All skill checks are just attribute checks. If you have skills (or equipment) that are applicable you may add those dice as well. Max dice you can roll is based on Rank (# of careers). however that is only for stat, skill, equipment. If you have exploits or situational modifiers, that can exceed the rank limit.
Skill are undefined - you can make them up, or pick from examples listed. Skills are not assigned an attribute - the GM will call for an attribute roll for something, and if you have an applicable skill, you mention it, and add it to skill roll. So Climbing could be used in a Dex check to climb, a Logic check to see how hard something would be to climb, or a STR check to hang on to something if you start to fall.
That idea was the first idea for a skill system for 5th ed D&D playtesting (back at D&D Next). they got rid of it. I loved that idea. It's sort of the reverse of Savage worlds.
System is very open to tinkering - I love that.
This is a review for OLD, which is fantasy - NEW is the Science fiction game. NOW will be 80's action/adventure. All same system, all scaled similarly for characters - so you can mix and match to make what you want - makes it a universal system.
The magic system is interesting - you have skills (that give you what you can do) and secrets (what you can effect). You make spells from those - so if you have Evoke as a skill, and fire as a secret you can do firebolts, fireballs etc, then if you get "Ice" as a secret, you can start doing the same with ice. The system really makes it difficult to be a "master of all magics" - which is fine with me. Overall fantasy feels more like Fantasy Hero or FAntasy Age than D&D - very few "I win" spells. Based on the Elements of Magic that was first written for 3.x.
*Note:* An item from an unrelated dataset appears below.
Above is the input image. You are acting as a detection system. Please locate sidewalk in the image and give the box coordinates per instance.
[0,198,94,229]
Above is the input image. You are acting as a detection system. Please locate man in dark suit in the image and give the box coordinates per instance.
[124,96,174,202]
It has an OGL, and is open, so anyone can make supplements.
New idea - Countdown pool - if you have a time limit, but don't want to have it exact (to raise tension) - you set up a number of dice - and at the end of the round, you roll it, and remove some of the dice. So you know you time is getting close, but not exactly when.
When I read it, it reminded me of pieces of Traveller (lifepath), Savage Worlds, D&D, D6 and others, but the parts work together wonderfully, and has lots of really nice new touches.
The writing is very conversational - makes it easy to read (as opposed to formal reference book).
Other thoughts
There are narritive elements to the system, but not in specific gameplay, more in background feel. The "heroes in war" system is not a wargame with armies, but the battle has "victory points" and start at specific value. Each day the PC's side loses X victory points. PC go on mini adventures (destroy those catapults, take out this special unit, etc), and those gain victory points. So you aren't running the actual battle as a simulationist would, it's all focused on the story of the PCs.
The two games I think feel the closest (not necessarily by mechanics, but in overall feel) to it are Fantasy Age and Savage World. The game is fast, flexible and detailed. This has become my go to fantasy game.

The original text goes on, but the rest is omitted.